For complete documentation of all extract options and response fields, see Extract Documentation.


Responses and Errors

All request methods return a Faraday::Response object. Check response.success? to determine if the HTTP request succeeded. When successful, response.result contains the parsed result object specific to the endpoint.

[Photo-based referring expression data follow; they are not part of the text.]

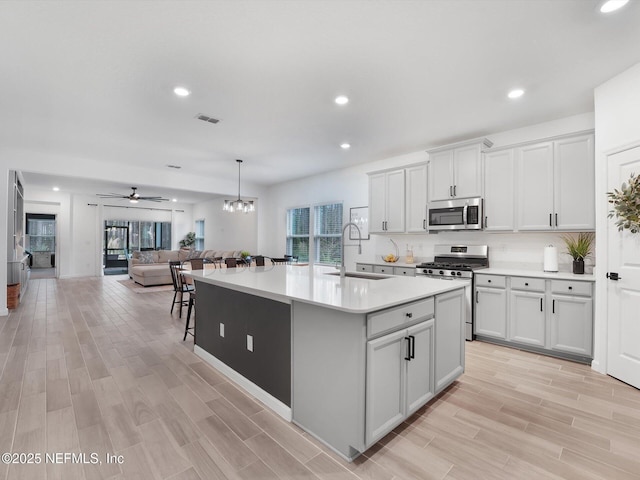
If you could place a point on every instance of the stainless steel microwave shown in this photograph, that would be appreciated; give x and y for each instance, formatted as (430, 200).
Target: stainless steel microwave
(456, 214)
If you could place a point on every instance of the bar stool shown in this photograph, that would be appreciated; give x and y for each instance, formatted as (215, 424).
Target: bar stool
(187, 328)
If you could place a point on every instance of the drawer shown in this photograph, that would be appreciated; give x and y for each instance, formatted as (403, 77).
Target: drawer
(406, 271)
(527, 284)
(363, 267)
(383, 269)
(497, 281)
(570, 287)
(397, 317)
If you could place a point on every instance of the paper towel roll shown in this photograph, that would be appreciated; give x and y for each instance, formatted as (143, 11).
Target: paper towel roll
(550, 259)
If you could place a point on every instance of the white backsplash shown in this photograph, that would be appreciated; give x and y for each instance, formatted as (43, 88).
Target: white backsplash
(506, 250)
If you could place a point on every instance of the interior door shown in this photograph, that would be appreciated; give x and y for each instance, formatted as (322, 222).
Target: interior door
(623, 295)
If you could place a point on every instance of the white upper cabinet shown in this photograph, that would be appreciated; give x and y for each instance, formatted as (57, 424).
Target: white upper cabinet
(535, 186)
(499, 197)
(387, 202)
(398, 200)
(455, 171)
(416, 205)
(574, 170)
(556, 184)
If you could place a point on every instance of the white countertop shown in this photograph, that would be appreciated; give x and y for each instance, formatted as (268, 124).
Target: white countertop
(523, 272)
(313, 285)
(399, 263)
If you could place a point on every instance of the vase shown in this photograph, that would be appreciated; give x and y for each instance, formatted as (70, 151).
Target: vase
(578, 266)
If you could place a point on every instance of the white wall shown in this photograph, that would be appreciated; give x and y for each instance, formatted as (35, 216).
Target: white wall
(228, 231)
(617, 118)
(351, 186)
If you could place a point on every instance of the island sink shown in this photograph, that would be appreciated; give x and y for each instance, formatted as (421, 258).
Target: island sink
(366, 276)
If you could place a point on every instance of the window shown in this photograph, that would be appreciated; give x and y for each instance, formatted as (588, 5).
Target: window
(327, 233)
(199, 235)
(325, 227)
(298, 233)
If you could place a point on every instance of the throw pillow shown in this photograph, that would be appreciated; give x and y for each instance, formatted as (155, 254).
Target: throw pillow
(145, 257)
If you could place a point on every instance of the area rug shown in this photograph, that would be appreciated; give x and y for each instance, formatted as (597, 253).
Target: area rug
(137, 288)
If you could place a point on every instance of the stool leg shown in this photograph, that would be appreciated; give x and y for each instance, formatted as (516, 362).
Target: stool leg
(186, 328)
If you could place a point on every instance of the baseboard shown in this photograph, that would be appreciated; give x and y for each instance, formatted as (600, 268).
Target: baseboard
(251, 388)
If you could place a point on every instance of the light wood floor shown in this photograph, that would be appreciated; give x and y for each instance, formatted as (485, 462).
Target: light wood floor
(90, 366)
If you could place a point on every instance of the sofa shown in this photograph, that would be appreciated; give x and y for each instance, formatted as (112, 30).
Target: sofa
(152, 267)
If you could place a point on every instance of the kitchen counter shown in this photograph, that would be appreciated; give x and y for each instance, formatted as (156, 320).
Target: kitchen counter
(314, 285)
(524, 272)
(346, 359)
(399, 263)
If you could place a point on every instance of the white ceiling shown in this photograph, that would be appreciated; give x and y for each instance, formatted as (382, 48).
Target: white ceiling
(94, 80)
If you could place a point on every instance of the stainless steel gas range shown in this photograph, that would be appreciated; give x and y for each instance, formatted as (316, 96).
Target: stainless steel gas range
(458, 262)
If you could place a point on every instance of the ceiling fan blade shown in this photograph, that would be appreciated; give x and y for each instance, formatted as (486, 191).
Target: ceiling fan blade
(111, 195)
(154, 199)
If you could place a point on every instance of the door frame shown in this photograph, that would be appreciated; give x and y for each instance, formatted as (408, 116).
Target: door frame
(601, 307)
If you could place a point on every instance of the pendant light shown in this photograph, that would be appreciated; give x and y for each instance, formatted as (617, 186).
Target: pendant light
(238, 205)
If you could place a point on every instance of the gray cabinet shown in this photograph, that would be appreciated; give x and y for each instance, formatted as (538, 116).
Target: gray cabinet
(491, 307)
(450, 320)
(571, 317)
(544, 315)
(527, 322)
(399, 377)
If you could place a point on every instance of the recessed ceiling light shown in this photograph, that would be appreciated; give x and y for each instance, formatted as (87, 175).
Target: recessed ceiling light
(515, 93)
(181, 92)
(612, 5)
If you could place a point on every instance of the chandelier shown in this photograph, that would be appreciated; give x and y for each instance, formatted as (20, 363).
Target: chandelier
(238, 205)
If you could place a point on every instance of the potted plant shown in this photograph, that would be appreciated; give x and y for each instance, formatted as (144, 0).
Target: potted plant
(626, 205)
(189, 240)
(579, 248)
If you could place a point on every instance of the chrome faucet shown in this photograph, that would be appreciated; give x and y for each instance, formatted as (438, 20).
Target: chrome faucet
(343, 270)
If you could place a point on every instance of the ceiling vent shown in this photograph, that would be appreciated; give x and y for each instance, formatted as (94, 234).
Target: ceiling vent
(207, 118)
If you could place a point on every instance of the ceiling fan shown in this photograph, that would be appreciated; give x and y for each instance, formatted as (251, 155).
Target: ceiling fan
(134, 197)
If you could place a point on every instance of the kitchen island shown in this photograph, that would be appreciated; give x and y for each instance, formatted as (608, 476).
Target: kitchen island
(347, 359)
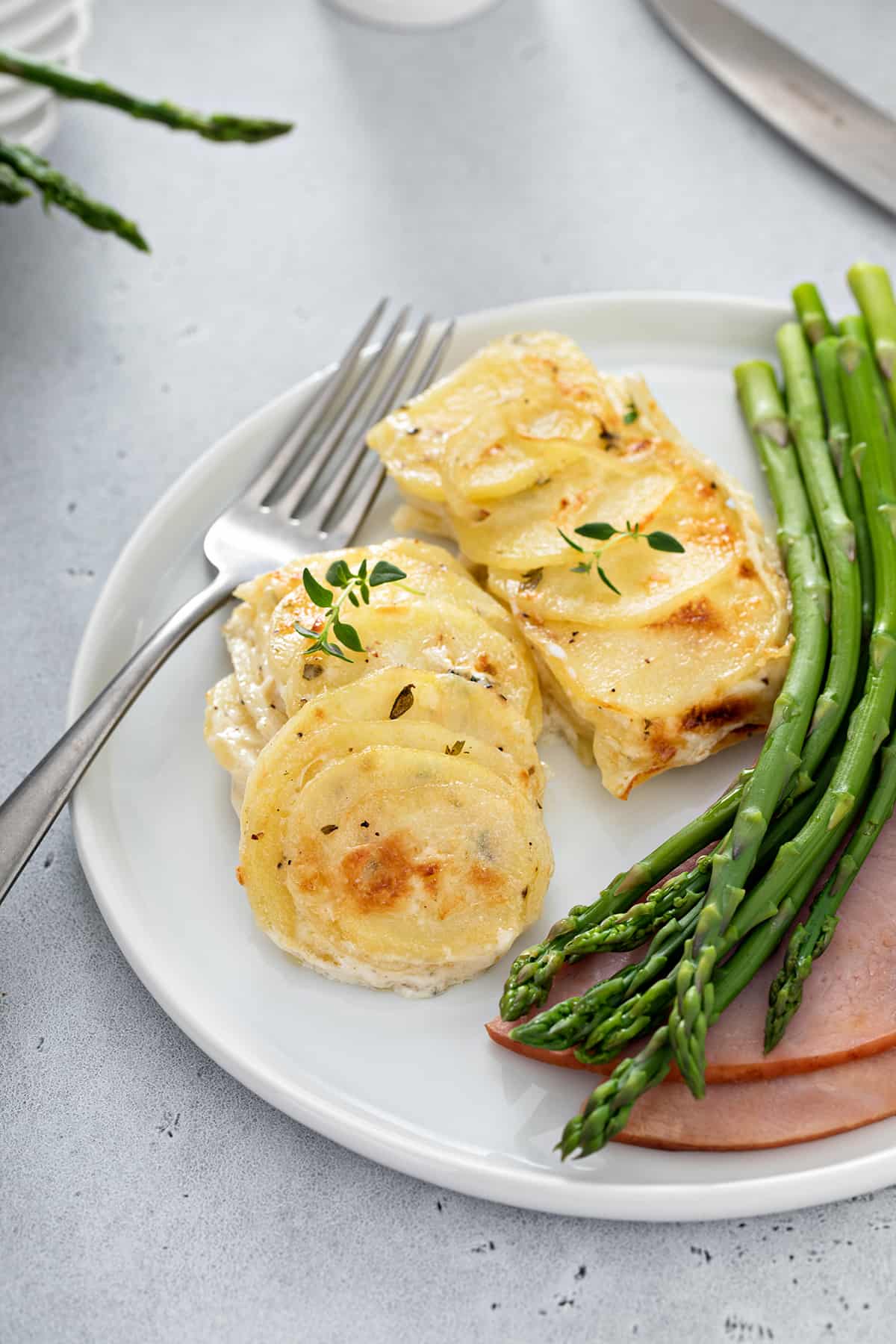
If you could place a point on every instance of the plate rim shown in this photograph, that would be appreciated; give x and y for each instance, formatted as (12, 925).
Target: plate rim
(373, 1137)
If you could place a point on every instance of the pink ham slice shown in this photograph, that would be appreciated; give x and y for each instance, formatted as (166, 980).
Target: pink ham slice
(849, 1001)
(766, 1115)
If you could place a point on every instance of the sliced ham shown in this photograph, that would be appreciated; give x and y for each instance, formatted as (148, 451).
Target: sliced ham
(849, 1001)
(770, 1113)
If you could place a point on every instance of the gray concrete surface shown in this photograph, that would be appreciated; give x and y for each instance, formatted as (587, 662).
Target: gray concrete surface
(553, 146)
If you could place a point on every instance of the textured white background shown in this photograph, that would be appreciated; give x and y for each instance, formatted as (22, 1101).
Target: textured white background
(550, 147)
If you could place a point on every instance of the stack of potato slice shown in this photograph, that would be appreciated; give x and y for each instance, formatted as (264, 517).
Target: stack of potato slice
(528, 438)
(391, 821)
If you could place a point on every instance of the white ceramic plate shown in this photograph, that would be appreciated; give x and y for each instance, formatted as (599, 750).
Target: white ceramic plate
(415, 1085)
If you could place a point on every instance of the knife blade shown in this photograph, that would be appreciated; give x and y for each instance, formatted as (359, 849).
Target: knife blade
(842, 132)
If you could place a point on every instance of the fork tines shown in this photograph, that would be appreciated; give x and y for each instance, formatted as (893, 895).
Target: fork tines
(324, 475)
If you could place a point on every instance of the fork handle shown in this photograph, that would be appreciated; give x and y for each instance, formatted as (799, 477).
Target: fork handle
(31, 809)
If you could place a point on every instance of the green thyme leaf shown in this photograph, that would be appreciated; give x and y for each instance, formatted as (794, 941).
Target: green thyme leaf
(386, 573)
(664, 542)
(348, 636)
(319, 594)
(597, 531)
(608, 582)
(339, 574)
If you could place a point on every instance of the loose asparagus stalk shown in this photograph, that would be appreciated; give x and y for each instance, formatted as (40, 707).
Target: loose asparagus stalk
(573, 1021)
(609, 1107)
(835, 530)
(567, 1023)
(781, 754)
(13, 187)
(69, 84)
(810, 940)
(60, 191)
(532, 972)
(630, 927)
(839, 443)
(812, 312)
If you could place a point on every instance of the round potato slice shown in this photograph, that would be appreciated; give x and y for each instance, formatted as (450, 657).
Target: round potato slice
(316, 749)
(420, 633)
(718, 538)
(521, 532)
(430, 569)
(465, 710)
(393, 867)
(523, 408)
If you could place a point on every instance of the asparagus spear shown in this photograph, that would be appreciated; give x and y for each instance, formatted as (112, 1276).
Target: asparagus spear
(839, 445)
(810, 940)
(835, 529)
(812, 312)
(70, 84)
(630, 927)
(13, 187)
(60, 191)
(567, 1023)
(534, 971)
(875, 296)
(609, 1107)
(781, 754)
(622, 1007)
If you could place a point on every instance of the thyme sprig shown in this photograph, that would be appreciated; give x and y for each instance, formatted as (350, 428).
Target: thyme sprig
(603, 532)
(352, 586)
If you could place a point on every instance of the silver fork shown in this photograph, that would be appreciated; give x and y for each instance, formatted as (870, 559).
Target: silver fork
(314, 492)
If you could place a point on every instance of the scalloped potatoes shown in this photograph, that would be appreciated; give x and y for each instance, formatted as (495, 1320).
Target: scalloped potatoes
(528, 437)
(391, 827)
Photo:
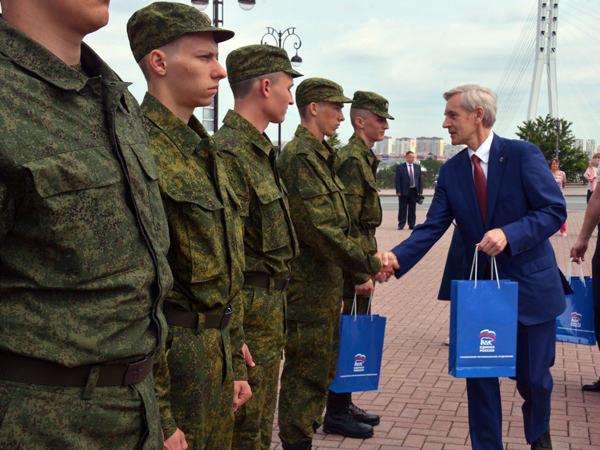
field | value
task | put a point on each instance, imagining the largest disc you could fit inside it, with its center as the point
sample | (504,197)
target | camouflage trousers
(311,352)
(34,417)
(264,331)
(195,387)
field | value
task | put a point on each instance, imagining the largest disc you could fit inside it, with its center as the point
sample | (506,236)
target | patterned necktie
(480,185)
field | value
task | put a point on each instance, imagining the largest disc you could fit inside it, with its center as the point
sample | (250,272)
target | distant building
(430,146)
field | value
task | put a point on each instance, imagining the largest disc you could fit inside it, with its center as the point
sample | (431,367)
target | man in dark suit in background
(409,184)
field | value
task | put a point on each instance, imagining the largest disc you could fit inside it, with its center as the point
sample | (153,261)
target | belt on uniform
(264,281)
(190,319)
(24,369)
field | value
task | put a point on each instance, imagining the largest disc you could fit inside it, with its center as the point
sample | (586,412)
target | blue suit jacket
(403,179)
(524,201)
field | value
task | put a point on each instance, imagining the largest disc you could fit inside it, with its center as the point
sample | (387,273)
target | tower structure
(545,56)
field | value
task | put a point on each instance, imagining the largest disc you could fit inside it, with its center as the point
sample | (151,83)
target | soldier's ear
(156,62)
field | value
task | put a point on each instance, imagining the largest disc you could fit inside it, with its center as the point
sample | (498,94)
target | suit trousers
(408,202)
(536,347)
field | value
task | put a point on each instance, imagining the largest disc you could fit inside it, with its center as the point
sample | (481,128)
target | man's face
(193,72)
(280,97)
(458,122)
(374,126)
(80,16)
(329,117)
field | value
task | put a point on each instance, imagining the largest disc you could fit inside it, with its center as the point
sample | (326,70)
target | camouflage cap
(162,22)
(254,61)
(372,102)
(319,90)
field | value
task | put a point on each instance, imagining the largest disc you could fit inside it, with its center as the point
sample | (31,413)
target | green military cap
(254,61)
(319,90)
(372,102)
(162,22)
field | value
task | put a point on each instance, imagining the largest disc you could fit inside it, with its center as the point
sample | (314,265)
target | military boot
(361,415)
(339,420)
(302,445)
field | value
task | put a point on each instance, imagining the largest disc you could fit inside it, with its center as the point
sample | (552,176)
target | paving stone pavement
(422,407)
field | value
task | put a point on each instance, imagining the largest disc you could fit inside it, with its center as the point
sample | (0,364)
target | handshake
(389,263)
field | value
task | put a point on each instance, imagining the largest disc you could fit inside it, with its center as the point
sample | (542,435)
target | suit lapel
(496,165)
(467,185)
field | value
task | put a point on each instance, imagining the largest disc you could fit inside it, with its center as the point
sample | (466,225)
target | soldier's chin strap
(354,310)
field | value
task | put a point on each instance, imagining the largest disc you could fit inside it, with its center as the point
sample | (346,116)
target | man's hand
(241,394)
(493,243)
(579,249)
(176,442)
(364,289)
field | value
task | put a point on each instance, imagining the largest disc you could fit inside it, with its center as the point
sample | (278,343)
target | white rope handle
(569,270)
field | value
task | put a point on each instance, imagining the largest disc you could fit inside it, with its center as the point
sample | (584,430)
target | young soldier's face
(329,117)
(280,97)
(193,70)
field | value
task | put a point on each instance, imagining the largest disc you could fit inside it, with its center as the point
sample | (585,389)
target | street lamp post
(246,5)
(280,37)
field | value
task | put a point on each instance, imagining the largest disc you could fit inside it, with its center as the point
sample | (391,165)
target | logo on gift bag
(487,341)
(576,320)
(359,362)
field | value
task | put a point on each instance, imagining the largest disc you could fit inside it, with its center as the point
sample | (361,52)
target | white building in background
(430,146)
(385,147)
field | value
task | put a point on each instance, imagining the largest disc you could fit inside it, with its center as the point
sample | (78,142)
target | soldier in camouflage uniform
(83,241)
(357,168)
(261,77)
(176,47)
(307,166)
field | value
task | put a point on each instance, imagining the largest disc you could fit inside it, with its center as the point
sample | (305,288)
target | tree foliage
(542,132)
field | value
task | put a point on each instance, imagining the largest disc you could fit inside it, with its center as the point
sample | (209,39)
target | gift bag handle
(494,268)
(354,310)
(569,269)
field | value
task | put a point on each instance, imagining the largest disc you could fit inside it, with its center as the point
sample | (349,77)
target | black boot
(361,415)
(338,419)
(302,445)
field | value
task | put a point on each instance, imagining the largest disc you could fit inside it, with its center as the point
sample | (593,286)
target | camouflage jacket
(270,242)
(307,167)
(206,253)
(83,234)
(357,168)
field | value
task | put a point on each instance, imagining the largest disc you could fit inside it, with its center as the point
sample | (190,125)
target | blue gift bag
(483,327)
(361,350)
(576,324)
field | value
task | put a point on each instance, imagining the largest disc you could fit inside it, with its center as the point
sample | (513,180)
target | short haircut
(241,89)
(475,96)
(356,113)
(168,49)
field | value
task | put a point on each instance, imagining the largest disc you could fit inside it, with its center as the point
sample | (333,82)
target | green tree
(542,132)
(334,141)
(432,168)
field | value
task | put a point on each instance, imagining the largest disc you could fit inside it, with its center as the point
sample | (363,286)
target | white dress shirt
(483,153)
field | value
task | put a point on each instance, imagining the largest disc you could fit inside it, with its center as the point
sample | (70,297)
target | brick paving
(422,407)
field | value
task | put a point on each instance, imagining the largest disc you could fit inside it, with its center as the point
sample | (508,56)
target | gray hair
(475,96)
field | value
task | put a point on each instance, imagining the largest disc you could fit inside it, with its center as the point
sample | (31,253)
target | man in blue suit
(409,184)
(506,202)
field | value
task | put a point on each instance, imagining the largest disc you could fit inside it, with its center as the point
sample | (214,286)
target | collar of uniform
(249,131)
(36,58)
(187,138)
(320,147)
(358,142)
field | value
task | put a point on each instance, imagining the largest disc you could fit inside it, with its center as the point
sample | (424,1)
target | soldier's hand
(241,394)
(364,289)
(247,356)
(176,442)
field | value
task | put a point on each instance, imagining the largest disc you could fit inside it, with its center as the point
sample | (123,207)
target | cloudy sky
(409,51)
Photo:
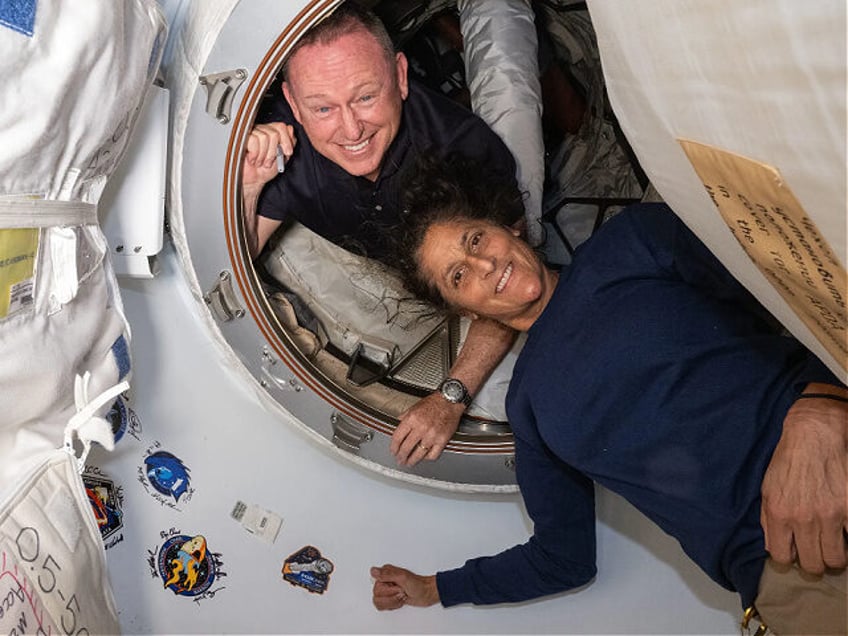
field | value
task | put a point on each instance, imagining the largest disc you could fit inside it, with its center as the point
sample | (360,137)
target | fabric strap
(32,213)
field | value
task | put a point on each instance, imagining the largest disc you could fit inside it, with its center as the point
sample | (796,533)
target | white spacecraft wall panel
(760,80)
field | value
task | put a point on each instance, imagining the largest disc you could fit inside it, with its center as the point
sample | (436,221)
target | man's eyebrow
(356,89)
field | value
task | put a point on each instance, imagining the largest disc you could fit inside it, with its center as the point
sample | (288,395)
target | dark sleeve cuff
(451,584)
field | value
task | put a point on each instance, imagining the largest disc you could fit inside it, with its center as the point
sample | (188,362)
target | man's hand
(395,587)
(260,166)
(425,429)
(260,157)
(805,496)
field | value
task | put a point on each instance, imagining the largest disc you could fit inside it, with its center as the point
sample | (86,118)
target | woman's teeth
(502,282)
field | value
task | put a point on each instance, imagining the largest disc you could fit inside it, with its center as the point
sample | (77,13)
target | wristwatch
(454,391)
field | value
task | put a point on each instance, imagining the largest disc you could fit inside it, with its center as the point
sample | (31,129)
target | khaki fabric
(792,601)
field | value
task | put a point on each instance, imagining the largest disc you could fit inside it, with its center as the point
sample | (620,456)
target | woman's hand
(395,587)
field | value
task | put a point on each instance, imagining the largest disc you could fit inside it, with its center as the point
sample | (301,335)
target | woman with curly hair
(650,370)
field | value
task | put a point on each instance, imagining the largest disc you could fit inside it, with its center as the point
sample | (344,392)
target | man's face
(348,98)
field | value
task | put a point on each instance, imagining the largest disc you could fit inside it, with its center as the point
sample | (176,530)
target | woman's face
(486,269)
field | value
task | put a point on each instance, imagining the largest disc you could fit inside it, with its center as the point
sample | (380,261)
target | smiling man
(349,123)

response = request.submit( url, options )

if response.success?
  result = response.result
  if result.success?
    # process result
  end
else
  error = response.result
  puts error.error_type         # :authentication_error, :rate_limit_error, etc.
  puts error.error_description  # human-readable message
end

The gem maps HTTP status codes to error types:

Status Error Type Description
400 :invalid_request_error The request format or content was invalid
401 :authentication_error The API key is missing or invalid
402 :payment_required The account requires payment
404 :not_found_error The requested resource was not found
429 :rate_limit_error The account has exceeded rate limits
500-505 :api_error A server error occurred
529 :overloaded_error The service is temporarily overloaded

Connections

The gem uses Faraday for HTTP requests, which means you can customize the connection configuration. To use a custom connection:

connection = Faraday.new do | faraday |
  faraday.request :json
  faraday.response :logger
  faraday.adapter :net_http
end

Firecrawl.connection connection

Or pass it directly to a request:

request = Firecrawl::ScrapeRequest.new(
  api_key: ENV[ 'FIRECRAWL_API_KEY' ],
  connection: connection
)

License

The gem is available as open source under the terms of the MIT License.